But the off-field business doesn't end there for a team that still has 16 players scheduled to become unrestricted free agents after the season. With Foles under contract, the NFLPA lists the Rams as having a little more than $4.6 million in salary-cap space for this season. Considering the team will still need to sign a practice squad and leave some wiggle room for injuries, that's not a lot of room to work with if they are to attempt to get some new deals paid down a bit up front.
Regardless, they'll have plenty of space after the season but are still well-positioned to get some contracts done sooner than later. That's important for them given that they not only have so many decisions to make but also could have a busy offseason with possible relocation also on the horizon.
For now, here's a quick look at some players the team should and will likely prioritize to be next to get extensions:
CB Janoris Jenkins -- The Rams have already engaged Jenkins' representatives in contract talks and though nothing appears imminent, that doesn't mean something can't come together relatively quickly. Jenkins is the Rams' top cornerback and though he's had some mental miscues, he's also been a dynamic playmaker in his three seasons with the team. More important, he's managed to avoid trouble off the field. He likely won't come cheap but he's also not in the Richard Sherman or Darrelle Revis stratosphere either. Jenkins is probably a top-20 NFL cornerback, which means something in the $6-8 million a year range seems about right.
TE Cory Harkey -- Although he doesn't post eye-popping numbers or score a lot of touchdowns, Harkey is one of the team's core players and leaders. His versatility allows him to play in-line as a blocker or even as a lead blocker from a fullback position. Because Harkey doesn't have big numbers statistically, he shouldn't break the bank. That means the Rams could probably get something done with him quickly should they choose to. Finding comparable tight ends for Harkey is difficult since not many play the same role, but something close to $2-3 million annually probably makes sense.

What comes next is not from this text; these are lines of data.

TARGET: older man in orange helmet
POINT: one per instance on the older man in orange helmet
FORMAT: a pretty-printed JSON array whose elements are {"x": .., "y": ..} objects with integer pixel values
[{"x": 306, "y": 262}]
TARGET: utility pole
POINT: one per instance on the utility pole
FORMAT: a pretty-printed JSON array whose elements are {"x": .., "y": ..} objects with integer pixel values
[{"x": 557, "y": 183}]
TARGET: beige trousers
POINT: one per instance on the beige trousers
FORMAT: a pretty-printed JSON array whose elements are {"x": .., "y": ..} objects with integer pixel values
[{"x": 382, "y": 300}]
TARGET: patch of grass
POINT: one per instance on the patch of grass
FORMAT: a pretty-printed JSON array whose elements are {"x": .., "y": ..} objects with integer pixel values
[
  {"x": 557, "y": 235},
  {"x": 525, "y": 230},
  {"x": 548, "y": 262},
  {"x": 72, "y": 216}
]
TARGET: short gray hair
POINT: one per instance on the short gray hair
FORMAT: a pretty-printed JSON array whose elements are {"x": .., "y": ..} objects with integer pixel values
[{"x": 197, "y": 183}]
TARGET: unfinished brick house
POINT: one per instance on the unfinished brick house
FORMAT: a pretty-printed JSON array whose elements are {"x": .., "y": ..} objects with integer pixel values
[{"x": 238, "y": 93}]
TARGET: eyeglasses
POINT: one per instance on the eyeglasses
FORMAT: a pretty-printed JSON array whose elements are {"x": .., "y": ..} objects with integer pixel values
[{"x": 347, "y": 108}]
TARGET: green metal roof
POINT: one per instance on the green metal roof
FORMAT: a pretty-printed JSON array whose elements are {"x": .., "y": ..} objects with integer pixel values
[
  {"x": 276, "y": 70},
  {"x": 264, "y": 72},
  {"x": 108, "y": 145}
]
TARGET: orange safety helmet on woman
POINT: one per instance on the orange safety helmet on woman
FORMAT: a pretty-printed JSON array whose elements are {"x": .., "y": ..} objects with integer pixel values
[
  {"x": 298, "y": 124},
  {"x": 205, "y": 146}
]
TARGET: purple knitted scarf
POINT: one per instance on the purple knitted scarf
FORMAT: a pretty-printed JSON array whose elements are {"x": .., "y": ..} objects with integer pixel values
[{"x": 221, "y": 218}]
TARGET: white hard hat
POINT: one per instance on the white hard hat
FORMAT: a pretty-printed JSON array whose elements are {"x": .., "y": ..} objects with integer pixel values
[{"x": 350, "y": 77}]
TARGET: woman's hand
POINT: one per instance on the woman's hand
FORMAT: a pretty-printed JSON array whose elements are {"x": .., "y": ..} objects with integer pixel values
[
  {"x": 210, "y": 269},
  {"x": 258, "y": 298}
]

S Rodney McLeod -- The Rams thought enough of McLeod to tender him at the second-round level as a restricted free agent this year and his growth as a starting safety has been one of the team's better development projects in recent years. McLeod's one-year deal pays him $2.356 million this year, and something with a little raise into the $3-4 million per year range would seem like a reasonable deal.
DT Michael Brockers -- Technically, the Rams don't have to rush to sign Brockers after exercising the fifth-year option on his deal over the summer. To be clear, Brockers' fifth year is the 2016 season so the team has him under control through then. But if Brockers plays on that option, he would make $6.146 million that year. It stands to reason his annual salary on a new contract would probably put him in that range but maybe not quite to that level. So the Rams might choose to get something done before then to ensure their nose tackle's long-term future in St. Louis.